Glucose consumption was studied via a technique using 14C-deoxyglucose (DG). DG is transported into the brain via the same mechanism which transports glucose, where it is then phosphorylated by hexokinase into 14C-deoxyglucose-6-phosphate(DG-6-P). The accumulation of DG-6-P reflects the rate of glucose consumption, and can be quantitatively measured using an autoradiograph. This method can be used to visualize activity in different regions of the brain. Schwartz's work with this method contributed to its early utilization and application, demonstrating that the method primarily measures energy demands of the synaptic, rather than the spiking, activities of neural tissue. This insight has been key to the interpretation of modern brain mapping methods, including 18 F-DG PET scanning and the BOLD signal of functional MRI.

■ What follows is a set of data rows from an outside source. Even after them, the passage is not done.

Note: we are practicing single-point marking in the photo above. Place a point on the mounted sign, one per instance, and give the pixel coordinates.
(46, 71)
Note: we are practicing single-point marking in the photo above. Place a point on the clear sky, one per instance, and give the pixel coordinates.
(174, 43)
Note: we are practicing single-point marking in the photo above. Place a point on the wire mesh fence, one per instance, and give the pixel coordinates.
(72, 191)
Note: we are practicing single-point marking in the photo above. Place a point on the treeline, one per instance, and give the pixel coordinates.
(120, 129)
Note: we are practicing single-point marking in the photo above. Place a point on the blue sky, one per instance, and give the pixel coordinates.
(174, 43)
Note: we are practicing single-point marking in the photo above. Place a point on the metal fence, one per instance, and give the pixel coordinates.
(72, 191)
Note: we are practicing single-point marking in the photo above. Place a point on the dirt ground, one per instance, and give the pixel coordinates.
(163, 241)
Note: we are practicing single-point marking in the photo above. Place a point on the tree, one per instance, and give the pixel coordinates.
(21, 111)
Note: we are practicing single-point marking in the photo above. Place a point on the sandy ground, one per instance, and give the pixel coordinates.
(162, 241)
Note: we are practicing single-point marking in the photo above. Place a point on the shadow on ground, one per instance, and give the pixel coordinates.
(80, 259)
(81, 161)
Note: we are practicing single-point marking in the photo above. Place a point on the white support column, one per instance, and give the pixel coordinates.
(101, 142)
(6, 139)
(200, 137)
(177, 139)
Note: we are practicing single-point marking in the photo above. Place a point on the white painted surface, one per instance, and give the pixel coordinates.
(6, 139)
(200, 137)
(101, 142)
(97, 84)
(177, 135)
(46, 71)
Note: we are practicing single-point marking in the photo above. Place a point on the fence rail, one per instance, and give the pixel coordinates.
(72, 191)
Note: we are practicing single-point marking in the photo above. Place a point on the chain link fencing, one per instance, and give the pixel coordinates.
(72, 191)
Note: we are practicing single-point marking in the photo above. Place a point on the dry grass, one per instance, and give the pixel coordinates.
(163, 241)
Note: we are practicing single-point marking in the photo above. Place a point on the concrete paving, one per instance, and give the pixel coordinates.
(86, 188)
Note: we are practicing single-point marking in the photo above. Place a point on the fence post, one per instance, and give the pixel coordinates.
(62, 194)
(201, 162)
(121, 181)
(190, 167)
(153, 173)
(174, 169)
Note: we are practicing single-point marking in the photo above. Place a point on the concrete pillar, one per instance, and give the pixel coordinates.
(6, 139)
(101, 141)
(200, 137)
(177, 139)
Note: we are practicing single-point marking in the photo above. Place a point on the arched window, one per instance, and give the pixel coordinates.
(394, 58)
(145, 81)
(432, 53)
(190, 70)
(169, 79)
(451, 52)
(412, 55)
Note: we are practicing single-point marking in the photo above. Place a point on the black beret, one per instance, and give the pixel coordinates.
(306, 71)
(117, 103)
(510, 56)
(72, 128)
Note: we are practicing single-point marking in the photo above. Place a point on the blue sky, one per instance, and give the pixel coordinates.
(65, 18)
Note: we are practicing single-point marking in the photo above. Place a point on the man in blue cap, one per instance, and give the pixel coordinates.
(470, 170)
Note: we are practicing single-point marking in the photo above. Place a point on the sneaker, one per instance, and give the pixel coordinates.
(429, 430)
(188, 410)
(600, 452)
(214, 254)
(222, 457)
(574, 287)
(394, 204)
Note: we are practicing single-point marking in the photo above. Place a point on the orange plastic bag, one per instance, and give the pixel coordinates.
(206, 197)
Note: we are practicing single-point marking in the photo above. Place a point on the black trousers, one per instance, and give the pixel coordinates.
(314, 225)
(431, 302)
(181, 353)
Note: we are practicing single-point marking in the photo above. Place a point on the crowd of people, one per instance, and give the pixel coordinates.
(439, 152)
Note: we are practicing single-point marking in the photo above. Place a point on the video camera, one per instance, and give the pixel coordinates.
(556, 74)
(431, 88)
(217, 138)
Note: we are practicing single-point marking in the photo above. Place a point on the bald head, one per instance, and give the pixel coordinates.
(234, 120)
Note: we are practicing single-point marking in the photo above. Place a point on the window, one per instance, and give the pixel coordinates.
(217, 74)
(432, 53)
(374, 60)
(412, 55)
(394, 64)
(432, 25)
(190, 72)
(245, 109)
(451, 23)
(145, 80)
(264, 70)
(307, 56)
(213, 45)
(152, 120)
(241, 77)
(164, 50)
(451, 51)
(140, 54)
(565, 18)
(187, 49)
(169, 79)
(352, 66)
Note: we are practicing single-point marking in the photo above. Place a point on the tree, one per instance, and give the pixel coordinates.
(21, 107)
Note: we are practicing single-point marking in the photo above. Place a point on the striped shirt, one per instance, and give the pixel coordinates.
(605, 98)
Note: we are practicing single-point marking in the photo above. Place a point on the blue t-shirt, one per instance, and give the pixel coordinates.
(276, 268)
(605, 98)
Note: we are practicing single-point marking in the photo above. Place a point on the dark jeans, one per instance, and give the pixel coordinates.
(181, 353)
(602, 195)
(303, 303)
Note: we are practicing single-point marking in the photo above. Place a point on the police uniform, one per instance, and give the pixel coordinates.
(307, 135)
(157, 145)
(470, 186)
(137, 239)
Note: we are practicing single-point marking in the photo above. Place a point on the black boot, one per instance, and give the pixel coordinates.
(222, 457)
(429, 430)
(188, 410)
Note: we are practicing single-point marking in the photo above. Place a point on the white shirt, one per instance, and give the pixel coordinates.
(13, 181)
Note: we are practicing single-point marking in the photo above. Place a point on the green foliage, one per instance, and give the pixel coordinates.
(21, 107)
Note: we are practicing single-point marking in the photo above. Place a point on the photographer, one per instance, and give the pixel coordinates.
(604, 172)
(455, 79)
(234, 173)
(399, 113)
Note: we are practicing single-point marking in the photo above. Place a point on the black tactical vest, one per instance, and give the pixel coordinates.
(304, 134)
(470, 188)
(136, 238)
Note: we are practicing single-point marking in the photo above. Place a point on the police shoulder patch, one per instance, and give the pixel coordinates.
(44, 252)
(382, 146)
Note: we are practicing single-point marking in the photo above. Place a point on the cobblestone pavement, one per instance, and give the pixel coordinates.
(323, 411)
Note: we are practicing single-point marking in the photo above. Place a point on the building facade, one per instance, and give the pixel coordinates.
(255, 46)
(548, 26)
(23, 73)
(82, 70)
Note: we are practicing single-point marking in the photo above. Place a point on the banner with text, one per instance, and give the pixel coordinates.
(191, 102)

In Schwartz's and Gainer's study of suprachiasmatic nucleus glucose consumption, the suprachiasmatic nucleus was found to have higher glucose consumption during the daytime than during the night. This rhythm of activation was present both with and without environmental light exposure, providing the first evidence for the suprachiasmatic nucleus as an endogenous circadian clock. This research was pivotal in confirming circadian rhythm regulation by the suprachiasmatic nucleus, and aided new techniques to study neural mechanisms.
In 1990, Schwartz et al. began the process of investigating the mechanism of the circadian clock in the suprachiasmatic nucleus by looking at c-Fos, considered the first known suprachiasmatic nucleus clock gene. In order to begin determining the molecular processes that lead to photic entrainment, Schwartz and others analyzed the photic and temporal regulation of the suprachiasmatic nucleus-localized transcriptional regulatory protein c-Fos. They found in albino rats that Fos has altered immunoreactive levels in a phase-dependent manner when exposed to light. This makes Fos a good functional marker for the cellular effects of light, and indicates that it may be a part of the mechanism involved in the photo-entrainment of light. This work contributed to establishing suprachiasmatic nucleus c-Fos as the first photoinducible molecular marker and was critical in the process of determining the necessary substrates of the photic entrainment pathway in mammals.
The Schwartz research group focused on understanding the neural regulation of circadian rhythmicity in mammals. They focused on tissue, organismal, and supra-organismal levels of analysis to see how individual processes interact in the circadian system to produce observable emergent properties. The Schwartz lab investigated light induced and endogenous gene expression, and the underlying dual oscillatory structure of the circadian pacemaker. His research group has focused on defining the mechanisms by which dysrhythmias occur and how social interactions may impact circuits and cells in the master clock.[8]
Schwartz has also researched the effect of social forces on circadian rhythms. His research, conducted with Matthew J. Paul ad Premananda Indic suggests that cohabitation affects the onset of rhythmicity in hamsters, and that changing the speed of the circadian clock is one mechanism by which social factors could alter daily rhythms.[9] In a 2013 paper co-authored with Guy Bloch, Erik D. Herzog and Joel D. Levine, Schwartz shows that social cues may be critical to the adaptive function of circadian rhythms, and can affect them from colony, to organismal, to cellular levels.[10]
As of 2017, Schwartz is not running a research lab as he is helping with education at Dell Medical School, University of Texas at Austin.
As of 2017, Schwartz resides in Austin with his wife, Randi Eisner. The couple have two children, a daughter, Aliza and a son, Jonathan.[11]